Nous ne nous sommes pas encore rencontrés ! C’est Franck Marguin, notre éditeur, qui nous a mis en relation et proposé de travailler ensemble. Tout s’est fait par Internet et par téléphone. Mais au bout de trois ans de collaboration, on a un peu l’impression de se connaître…
Qu’est-ce qui vous a séduit dans ce projet ?
Quand j’ai découvert le scénario, je me suis dit : “Qu’est-ce que c’est que cette histoire ? Un personnage qui devient un oreiller humain… Étrange !” Mais j’ai tout de suite été embarqué par le rythme, l’écriture des personnages, l’ambiance et le ton de l’histoire. C’est aussi une histoire que je n’aurais jamais pu imaginer ou dessiner tout seul. C’était donc l’occasion pour moi de changer de registre.
Comment avez-vous fait pour donner vie au personnage de Jean ? Yeux bleus tristes, 130 kg, son air d’ours et sa mine déconfite vont-ils de pair avec son métier insolite ?
L’écriture des personnages, et notamment de Jean, est assez précise pour que tout de suite des images me viennent en tête. Il fallait vraiment que Jean ait un côté moelleux, gros nounours. Je voulais lui donner un air doux et triste à la fois. Ses trois ans de chômage l’ont aussi bien marqué, ce qui explique son visage fatigué. Mais au fur et à mesure de son évolution en tant que Pillow Man, il s’épanouit et devient de plus en plus rayonnant et sûr de lui.
Les ambiances changent, mais les couleurs restent toujours lumineuses et pleines de pep. En quoi était-ce important d’habiller ce roman graphique de tons joviaux ?

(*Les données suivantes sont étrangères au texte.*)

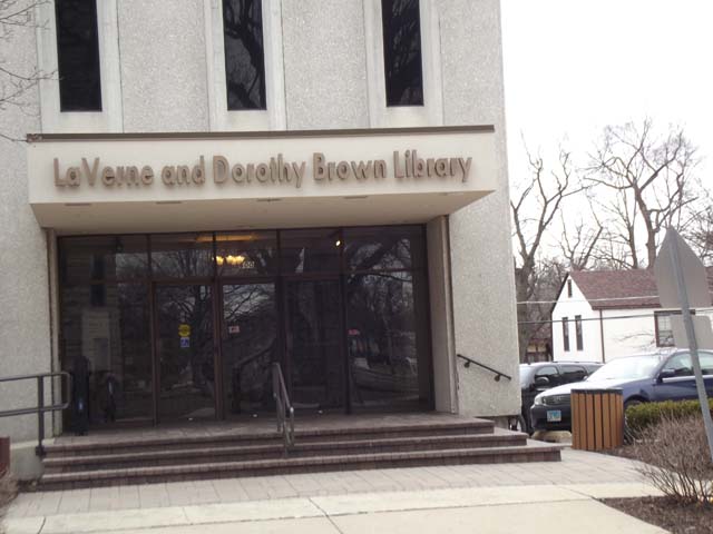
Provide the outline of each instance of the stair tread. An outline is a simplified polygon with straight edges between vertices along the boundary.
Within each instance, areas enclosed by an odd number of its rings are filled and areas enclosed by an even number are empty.
[[[99,481],[106,478],[130,478],[130,477],[152,477],[170,474],[195,474],[211,472],[237,472],[237,471],[255,471],[261,468],[280,468],[290,466],[312,466],[312,465],[333,465],[333,464],[355,464],[361,462],[388,462],[402,459],[419,458],[455,458],[455,457],[472,457],[487,455],[518,455],[518,454],[537,454],[559,452],[563,447],[558,445],[540,445],[528,443],[526,445],[510,447],[480,447],[480,448],[451,448],[436,451],[416,451],[416,452],[393,452],[393,453],[371,453],[371,454],[352,454],[352,455],[331,455],[331,456],[307,456],[297,458],[273,458],[273,459],[253,459],[245,462],[218,462],[198,465],[166,465],[153,467],[128,467],[113,468],[102,471],[84,471],[75,473],[50,473],[45,474],[40,483],[59,483],[74,481]]]
[[[401,433],[401,432],[438,432],[439,429],[492,429],[494,423],[487,419],[468,419],[468,421],[449,421],[449,422],[429,422],[428,424],[406,423],[403,425],[391,425],[384,428],[373,427],[350,427],[341,426],[335,428],[295,428],[295,438],[310,438],[320,436],[340,436],[340,435],[368,435],[383,433]],[[209,443],[209,442],[244,442],[244,441],[280,441],[281,434],[276,431],[256,431],[252,433],[219,433],[204,434],[195,436],[180,437],[150,437],[150,438],[119,438],[111,442],[92,441],[90,437],[81,443],[53,443],[47,444],[48,454],[65,453],[74,451],[96,451],[102,448],[135,448],[162,445],[175,445],[180,443]]]
[[[488,443],[488,442],[520,442],[526,436],[517,433],[494,433],[494,434],[461,434],[461,435],[428,435],[418,437],[385,437],[373,439],[343,439],[343,441],[325,441],[325,442],[307,442],[296,443],[297,452],[332,449],[332,448],[377,448],[400,445],[429,445],[434,443]],[[115,454],[85,454],[77,456],[58,456],[45,458],[43,464],[47,467],[71,466],[81,464],[94,464],[100,462],[124,463],[124,462],[141,462],[148,459],[166,459],[176,456],[204,456],[204,455],[229,455],[229,454],[261,454],[261,453],[282,453],[282,443],[263,444],[263,445],[231,445],[222,447],[189,447],[176,448],[169,451],[146,451],[131,453]]]

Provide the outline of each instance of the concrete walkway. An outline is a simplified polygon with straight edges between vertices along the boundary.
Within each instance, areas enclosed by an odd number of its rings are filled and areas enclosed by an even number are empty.
[[[597,498],[655,495],[633,462],[460,465],[21,494],[8,534],[661,533]]]

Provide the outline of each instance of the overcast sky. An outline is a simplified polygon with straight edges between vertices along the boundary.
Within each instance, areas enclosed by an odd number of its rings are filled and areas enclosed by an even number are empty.
[[[713,188],[713,1],[501,0],[510,179],[521,136],[585,151],[606,125],[685,127]],[[556,156],[556,151],[554,152]]]

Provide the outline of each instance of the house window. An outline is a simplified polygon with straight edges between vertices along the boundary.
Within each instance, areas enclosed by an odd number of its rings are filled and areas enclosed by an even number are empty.
[[[673,325],[671,324],[671,316],[673,315],[681,315],[681,312],[655,312],[654,313],[654,329],[656,333],[657,347],[675,346],[675,340],[673,338]],[[691,315],[695,315],[695,309],[691,310]]]
[[[262,0],[223,0],[227,109],[266,109]]]
[[[56,0],[61,111],[101,111],[96,0]]]
[[[580,315],[575,315],[575,334],[577,336],[577,350],[584,350],[584,336],[582,335]]]
[[[673,327],[671,325],[671,314],[656,312],[654,314],[656,329],[656,346],[673,347]]]
[[[381,0],[387,106],[423,106],[419,0]]]

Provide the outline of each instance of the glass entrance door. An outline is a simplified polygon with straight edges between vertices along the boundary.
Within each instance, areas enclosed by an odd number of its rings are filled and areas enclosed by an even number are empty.
[[[213,291],[157,285],[158,419],[215,417]]]
[[[223,285],[221,343],[226,416],[272,411],[280,352],[273,283]]]
[[[338,279],[285,280],[285,348],[296,408],[344,406],[344,355]]]

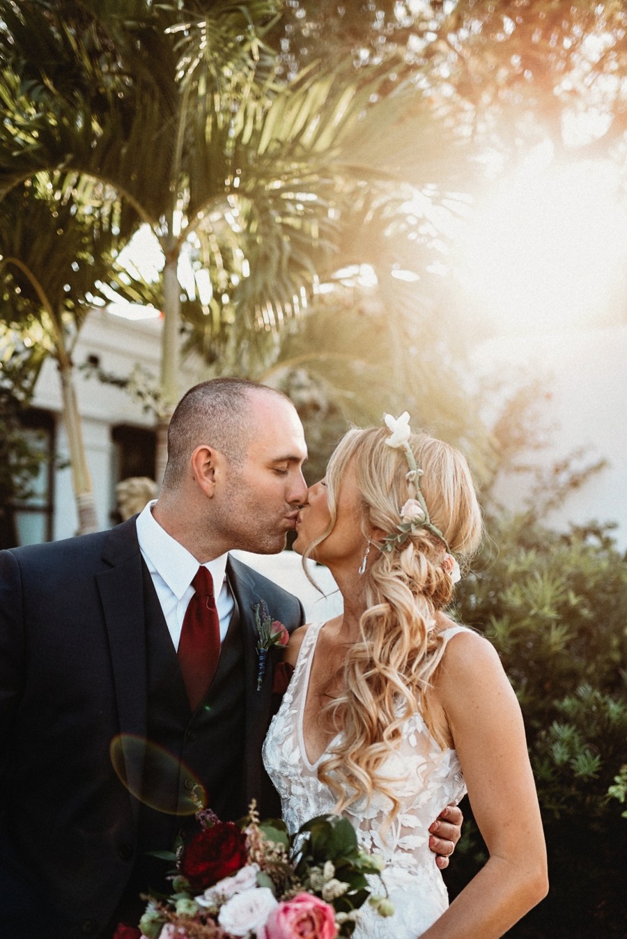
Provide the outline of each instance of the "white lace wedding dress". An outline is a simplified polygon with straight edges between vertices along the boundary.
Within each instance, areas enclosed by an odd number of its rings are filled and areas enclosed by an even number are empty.
[[[263,748],[266,769],[281,794],[283,816],[290,832],[316,815],[332,812],[335,804],[330,791],[316,776],[325,754],[310,763],[302,735],[312,659],[323,625],[313,623],[305,634],[292,680]],[[463,626],[446,630],[445,640],[463,630]],[[365,799],[354,803],[344,814],[356,828],[360,845],[385,858],[382,879],[395,913],[384,918],[365,904],[354,935],[355,939],[416,939],[449,905],[446,886],[429,850],[429,825],[445,806],[462,798],[466,786],[457,754],[438,747],[418,713],[405,721],[401,745],[384,764],[383,772],[390,779],[401,780],[392,784],[401,810],[385,839],[381,829],[390,808],[386,796],[375,795],[370,807]],[[381,893],[377,879],[371,879],[374,892]]]

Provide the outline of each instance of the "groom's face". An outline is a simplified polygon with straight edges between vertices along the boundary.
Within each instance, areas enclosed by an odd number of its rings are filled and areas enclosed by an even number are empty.
[[[261,392],[251,395],[251,408],[253,431],[246,461],[230,473],[222,509],[228,512],[233,547],[276,554],[284,548],[307,498],[301,471],[307,446],[289,401]]]

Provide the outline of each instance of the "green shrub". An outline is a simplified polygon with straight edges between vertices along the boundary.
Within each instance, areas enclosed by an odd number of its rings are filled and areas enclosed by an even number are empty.
[[[491,523],[455,615],[496,646],[520,701],[545,826],[549,895],[509,933],[627,935],[627,559],[608,527]],[[470,809],[447,879],[484,863]]]

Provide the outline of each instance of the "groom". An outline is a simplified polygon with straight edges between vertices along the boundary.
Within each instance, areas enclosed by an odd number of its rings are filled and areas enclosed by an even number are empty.
[[[204,382],[173,416],[154,505],[0,553],[0,939],[136,923],[139,893],[167,888],[146,853],[190,825],[176,813],[199,782],[223,819],[252,797],[278,813],[261,745],[279,653],[257,691],[253,608],[290,631],[302,608],[227,552],[284,546],[305,457],[283,395]],[[449,815],[438,834],[454,841]]]

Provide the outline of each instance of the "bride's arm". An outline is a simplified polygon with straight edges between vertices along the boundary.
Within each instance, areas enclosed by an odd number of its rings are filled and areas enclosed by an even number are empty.
[[[423,939],[497,939],[548,889],[520,707],[496,651],[474,633],[450,640],[434,695],[490,857]]]

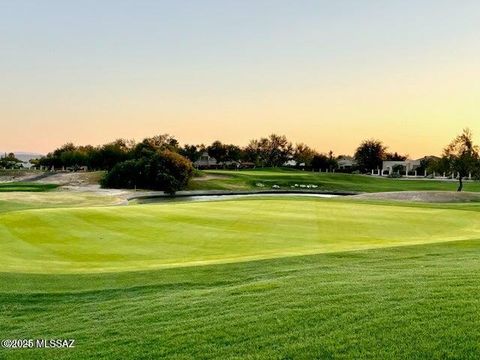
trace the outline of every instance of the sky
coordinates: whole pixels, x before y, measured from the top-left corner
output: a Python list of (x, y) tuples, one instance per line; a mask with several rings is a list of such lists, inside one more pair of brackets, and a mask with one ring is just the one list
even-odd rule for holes
[(478, 0), (0, 0), (0, 150), (480, 140)]

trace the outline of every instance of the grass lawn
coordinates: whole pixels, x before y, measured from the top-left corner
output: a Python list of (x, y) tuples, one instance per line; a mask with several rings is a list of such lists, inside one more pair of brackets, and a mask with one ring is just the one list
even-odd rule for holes
[[(383, 191), (456, 191), (456, 181), (425, 179), (389, 179), (376, 176), (352, 175), (340, 173), (318, 173), (294, 169), (255, 169), (255, 170), (207, 170), (204, 177), (191, 181), (191, 190), (260, 190), (278, 185), (290, 189), (295, 184), (317, 185), (316, 190), (346, 192), (383, 192)], [(465, 191), (480, 191), (480, 182), (466, 182)]]
[(0, 339), (77, 344), (0, 358), (476, 359), (479, 211), (299, 197), (4, 208)]
[(0, 220), (0, 271), (14, 272), (143, 270), (480, 238), (473, 211), (300, 197), (38, 209)]

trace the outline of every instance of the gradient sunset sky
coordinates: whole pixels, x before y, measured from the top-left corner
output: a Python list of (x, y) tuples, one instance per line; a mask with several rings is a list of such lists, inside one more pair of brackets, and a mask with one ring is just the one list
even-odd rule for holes
[(0, 150), (480, 140), (480, 1), (0, 1)]

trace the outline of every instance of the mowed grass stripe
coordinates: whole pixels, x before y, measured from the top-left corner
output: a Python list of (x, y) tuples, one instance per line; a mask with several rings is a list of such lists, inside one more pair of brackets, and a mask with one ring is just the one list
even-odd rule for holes
[(477, 359), (479, 241), (84, 275), (0, 274), (5, 359)]
[[(27, 226), (28, 224), (28, 226)], [(480, 238), (476, 212), (263, 198), (0, 214), (0, 271), (129, 271)]]

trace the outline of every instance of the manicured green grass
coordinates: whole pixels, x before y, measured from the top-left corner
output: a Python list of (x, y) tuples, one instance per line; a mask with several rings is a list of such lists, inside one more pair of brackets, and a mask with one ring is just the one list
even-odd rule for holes
[(480, 238), (476, 212), (300, 197), (25, 210), (0, 220), (0, 271), (13, 272), (141, 270)]
[(97, 275), (0, 276), (4, 359), (478, 359), (480, 242)]
[(56, 189), (58, 185), (55, 184), (39, 184), (29, 182), (10, 182), (0, 183), (0, 192), (42, 192)]
[(480, 357), (478, 203), (4, 209), (0, 254), (0, 339), (76, 339), (2, 359)]
[[(248, 190), (270, 189), (278, 185), (290, 189), (295, 184), (317, 185), (315, 190), (344, 192), (384, 192), (384, 191), (455, 191), (457, 182), (426, 179), (389, 179), (376, 176), (352, 175), (340, 173), (318, 173), (293, 169), (255, 169), (255, 170), (208, 170), (204, 178), (191, 181), (192, 190)], [(263, 184), (259, 187), (257, 184)], [(480, 182), (467, 182), (465, 191), (480, 191)]]

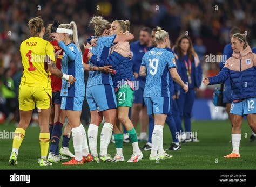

Je dois dire que c’est ma manière de travailler les couleurs. Alterner entre les ambiances de jour et de nuit était important vis-à-vis du métier de Jean. J’ai essayé de travailler des ambiances colorées marquées et différentes pour chaque cliente que rencontre Jean. Les couleurs vives développent également le côté feel good du récit.
Quelles sont vos inspirations ?
J’aime beaucoup les dessinateurs américains comme Daniel Clowes et Adrian Tomine. Mais aussi des auteurs et autrices comme Christophe Blain, Riad Sattouf, Catherine Meurisse… Du côté des grands classiques, je relis souvent Fred, Morris ou Franquin.
Marianne et Jean incarnent-ils le couple par excellence ? Y compris avec ses crises et ses problèmes récurrents ?
Je pense qu’il y a tellement de manières différentes de vivre à deux… Les crises et les disputes font effectivement partie du quotidien d’un couple, mais si la communication est fluide et bien établie, ça se passe bien. Cela n’est d’ailleurs pas le point fort de Marianne et Jean.
Comment avez-vous fait pour croquer avec autant de vérité et de diversité les différents clients, hommes et femmes ?
L’écriture des scènes m’a aidé à dégager une ambiance bien particulière pour chaque cliente de Jean. Il fallait surtout qu’aucune cliente ne ressemble à une autre. J’ai essayé de dessiner des personnages tous bien différents les uns des autres, qui collaient au mieux à l’ambiance que décrivait Stéphane dans le scénario.
Il est réjouissant de constater comment vous parvenez à transcender visuellement le scénario. Comment les illustrations arrivent-elles à nous “narrer” la vie de Jean ?
J’ai essayé de travailler sur ce qui pourrait “épaissir” les personnages visuellement. Par exemple, la passion de Jean pour le ballon rond passe beaucoup par le visuel. Les maillots de foot, sa collection de pelouses, de cartes Panini, le baby-foot avec Margareth. Les échanges avec Stéphane ont également été précieux pour que les décors et les styles des personnages en disent aussi long sur l’histoire que les dialogues eux-mêmes. On a vraiment essayé de travailler l’image comme un sous-texte de l’histoire.